La diferencia es que acá no se les ha llamado momios, sino escuálidos, pero el rol social es más o menos el mismo: ser portadores de un odio irracional hacia sus compatriotas más pobres, lo que ha llevado incluso a episodios criminales, como el degollamiento de motorizados en las guarimbas de 2014 y la quema de personas presuntamente chavistas (por su aspecto) en las de 2017.

El ataque a la economía

El imperialismo y sus secuaces saben que para derrocar a un gobierno que tiene respaldo popular no basta con tener apoyo de las clases medias. Hay que procurar masa crítica para causar la eclosión y esto implica comprometer a sectores mayoritarios. El descontento popular pasa a ser una clave.

En la estrategia del golpe contra Allende se aplicó al pie de la letra el recurso de la guerra económica, un ataque despiadado (en buena medida autoinfligido por los capitalistas locales) contra el aparato productivo nacional con la finalidad de causar un malestar insoportable en la población.

Ese disgusto había de ser la justificación del derrocamiento de un presidente electo democráticamente.

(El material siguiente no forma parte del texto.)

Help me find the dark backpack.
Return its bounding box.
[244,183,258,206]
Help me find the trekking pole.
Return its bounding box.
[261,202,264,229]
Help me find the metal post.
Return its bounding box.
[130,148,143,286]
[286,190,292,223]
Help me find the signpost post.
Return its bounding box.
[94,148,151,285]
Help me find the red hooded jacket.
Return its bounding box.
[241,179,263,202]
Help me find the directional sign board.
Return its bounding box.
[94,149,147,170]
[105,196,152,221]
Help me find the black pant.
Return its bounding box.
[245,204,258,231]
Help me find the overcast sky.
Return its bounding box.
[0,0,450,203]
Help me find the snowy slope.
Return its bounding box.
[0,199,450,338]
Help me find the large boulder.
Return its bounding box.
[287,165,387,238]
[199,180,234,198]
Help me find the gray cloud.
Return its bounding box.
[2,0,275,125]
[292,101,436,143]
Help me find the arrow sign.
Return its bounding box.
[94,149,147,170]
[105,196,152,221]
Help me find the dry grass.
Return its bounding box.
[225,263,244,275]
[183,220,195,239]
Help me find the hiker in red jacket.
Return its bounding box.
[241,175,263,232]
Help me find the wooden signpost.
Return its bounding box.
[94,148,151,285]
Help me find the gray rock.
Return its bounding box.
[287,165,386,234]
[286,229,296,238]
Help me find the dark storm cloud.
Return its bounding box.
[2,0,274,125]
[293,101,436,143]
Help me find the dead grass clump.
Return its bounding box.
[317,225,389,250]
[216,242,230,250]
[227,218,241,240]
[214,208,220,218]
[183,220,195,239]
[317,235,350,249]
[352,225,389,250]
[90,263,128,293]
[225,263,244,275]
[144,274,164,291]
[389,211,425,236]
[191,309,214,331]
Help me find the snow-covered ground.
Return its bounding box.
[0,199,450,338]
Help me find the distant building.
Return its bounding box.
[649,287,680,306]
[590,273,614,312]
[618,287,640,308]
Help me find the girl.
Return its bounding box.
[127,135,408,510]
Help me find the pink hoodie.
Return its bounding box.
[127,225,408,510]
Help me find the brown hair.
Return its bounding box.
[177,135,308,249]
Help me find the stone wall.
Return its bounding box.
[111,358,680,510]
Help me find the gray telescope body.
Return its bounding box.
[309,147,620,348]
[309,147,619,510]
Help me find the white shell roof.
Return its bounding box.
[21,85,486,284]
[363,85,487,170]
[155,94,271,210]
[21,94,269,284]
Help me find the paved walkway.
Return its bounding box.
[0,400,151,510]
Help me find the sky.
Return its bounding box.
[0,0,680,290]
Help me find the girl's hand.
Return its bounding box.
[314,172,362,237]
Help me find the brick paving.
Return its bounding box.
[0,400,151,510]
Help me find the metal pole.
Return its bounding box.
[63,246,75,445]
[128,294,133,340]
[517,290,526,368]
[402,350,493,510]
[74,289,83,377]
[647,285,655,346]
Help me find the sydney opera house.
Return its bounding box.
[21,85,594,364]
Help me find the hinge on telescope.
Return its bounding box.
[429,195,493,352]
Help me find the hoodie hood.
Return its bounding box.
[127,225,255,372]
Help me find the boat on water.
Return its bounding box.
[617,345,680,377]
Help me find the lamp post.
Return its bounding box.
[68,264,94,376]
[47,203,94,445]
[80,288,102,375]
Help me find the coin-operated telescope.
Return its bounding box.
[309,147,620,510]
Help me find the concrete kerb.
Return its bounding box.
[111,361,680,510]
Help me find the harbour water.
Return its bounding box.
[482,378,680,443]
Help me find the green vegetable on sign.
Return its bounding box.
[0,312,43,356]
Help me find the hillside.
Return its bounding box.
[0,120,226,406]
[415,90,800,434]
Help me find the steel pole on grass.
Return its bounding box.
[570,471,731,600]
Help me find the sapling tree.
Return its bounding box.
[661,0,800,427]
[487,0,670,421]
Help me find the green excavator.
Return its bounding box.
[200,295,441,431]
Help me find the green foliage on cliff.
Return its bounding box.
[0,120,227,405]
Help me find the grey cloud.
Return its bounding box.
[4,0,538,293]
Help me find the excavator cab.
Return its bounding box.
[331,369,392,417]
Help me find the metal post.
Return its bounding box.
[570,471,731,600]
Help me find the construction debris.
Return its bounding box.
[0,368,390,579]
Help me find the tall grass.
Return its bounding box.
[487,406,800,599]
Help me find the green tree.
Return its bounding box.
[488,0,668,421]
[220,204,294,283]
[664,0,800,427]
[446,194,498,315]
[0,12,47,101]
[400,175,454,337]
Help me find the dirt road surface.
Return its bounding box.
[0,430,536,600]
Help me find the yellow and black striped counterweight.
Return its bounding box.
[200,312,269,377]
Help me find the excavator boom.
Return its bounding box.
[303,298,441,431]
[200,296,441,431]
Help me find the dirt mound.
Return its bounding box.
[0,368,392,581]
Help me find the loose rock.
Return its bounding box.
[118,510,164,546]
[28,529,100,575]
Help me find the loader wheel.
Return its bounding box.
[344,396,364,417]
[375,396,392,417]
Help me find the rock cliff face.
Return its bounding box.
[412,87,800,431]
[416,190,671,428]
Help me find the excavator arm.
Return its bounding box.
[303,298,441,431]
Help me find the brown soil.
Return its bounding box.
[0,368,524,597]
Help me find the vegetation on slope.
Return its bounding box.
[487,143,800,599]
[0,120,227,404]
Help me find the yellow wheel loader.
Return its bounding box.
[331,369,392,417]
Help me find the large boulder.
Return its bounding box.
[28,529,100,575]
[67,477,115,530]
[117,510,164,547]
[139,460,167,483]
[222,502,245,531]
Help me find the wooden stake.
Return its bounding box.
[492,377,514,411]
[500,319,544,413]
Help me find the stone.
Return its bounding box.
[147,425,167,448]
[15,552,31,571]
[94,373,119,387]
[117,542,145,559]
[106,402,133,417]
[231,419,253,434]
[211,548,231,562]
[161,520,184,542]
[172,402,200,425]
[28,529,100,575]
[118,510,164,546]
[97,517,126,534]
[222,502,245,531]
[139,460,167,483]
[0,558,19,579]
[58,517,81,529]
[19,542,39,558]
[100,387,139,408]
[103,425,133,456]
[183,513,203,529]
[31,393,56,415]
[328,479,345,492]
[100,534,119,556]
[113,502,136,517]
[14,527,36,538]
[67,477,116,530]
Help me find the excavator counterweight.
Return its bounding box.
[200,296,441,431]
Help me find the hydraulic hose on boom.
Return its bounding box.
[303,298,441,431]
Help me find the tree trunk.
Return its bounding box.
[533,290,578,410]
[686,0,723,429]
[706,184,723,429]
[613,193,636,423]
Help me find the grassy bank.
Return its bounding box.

Se ensayó, con gran “éxito” la utilización del empresariado nacional y de las compañías transnacionales como elementos de guerra.

Entre las corporaciones extranjeras que participaron abiertamente (otras lo hicieron en forma solapada) destacó la estadounidense ITT, de la rama de las telecomunicaciones, propietaria de 70% de la Compañía de Teléfonos de Chile y gran financista del diario derechista El Mercurio, que fungió como cabeza mediática del golpe de Estado.

[La ITT había sido aliada de Hitler y de Franco, así que con la derecha y los gorilas chilenos estaba como pez en el agua. Pero ese es también otro tema].

En el frente interno, toda la oligarquía tradicional chilena y la burguesía emergente se cuadraron con el golpe y contribuyeron a la creación de la situación insoportable mediante boicots, huelgas patronales, acaparamiento de productos de primera necesidad, aumentos desmedidos de precios y otras argucias que en Venezuela no es necesario explicar porque han sido cosa de todos los días desde el paro empresarial y petrolero de 2002 y muy especialmente, a partir de 2013.

En Chile, el llamado Paro de los patrones, que comenzó en 1972, tuvo una de sus armas fundamentales en los sindicatos de camioneros, en cuya cúpula estaban sujetos de la ultraderecha paramilitar, agrupados en una organización denominada Patria y Libertad. Más de 50 mil vehículos de carga se paralizaron en un país en el que ese tipo de transporte es clave, dada su longitud de 4 mil 300 kilómetros.

Se desarrolló allí lo que la CIA llamó “resistencia civil de la burguesía” y “gremialismo patronal”, técnicas que, aunadas al odio cultivado día a día en los medios de comunicación (especialmente en los momios), derivaría en una gran turbulencia que hicieron pasar como alzamiento de masas.

Esas artimañas para hacer ver como “popular” un movimiento que es diametralmente contrario a los intereses colectivos han sido utilizadas repetidamente por el imperialismo estadounidense en todos los países que han tenido gobiernos con algún sentido social y acusados, por tanto, de ser comunistas. Con sus adaptaciones locales se les utilizó en las revoluciones de colores de los países exsoviéticos y en las algaradas de la Primavera Árabe.

En Venezuela, después de la muerte del comandante Hugo Chávez, la estratagema de la guerra económica ha alcanzado proporciones mayúsculas, con el agravante de que a partir de 2015 fue reforzada con las medidas coercitivas unilaterales y el bloqueo, que continúan en vigencia.

El mensaje, medio siglo después, sigue siendo el mismo: si usted llega al gobierno mediante elecciones, pero es socialista o pretende poner en práctica un programa que no tenga la aprobación de Estados Unidos y cause alguna desmejora (aunque sea leve) a los intereses de sus corporaciones, usted será derrocado, tal como lo fue Allende y como antes lo habían sido Árbenz, Bosch y Goulart; como lo fue Chávez (por algunas horas) y como han tratado de hacerlo con Nicolás Maduro.

En otras palabras, las elecciones libres en las que tanto insiste la élite estadounidense solo lo son si triunfa el que a ellos les gusta. De lo contrario, hay que borrar al ganador.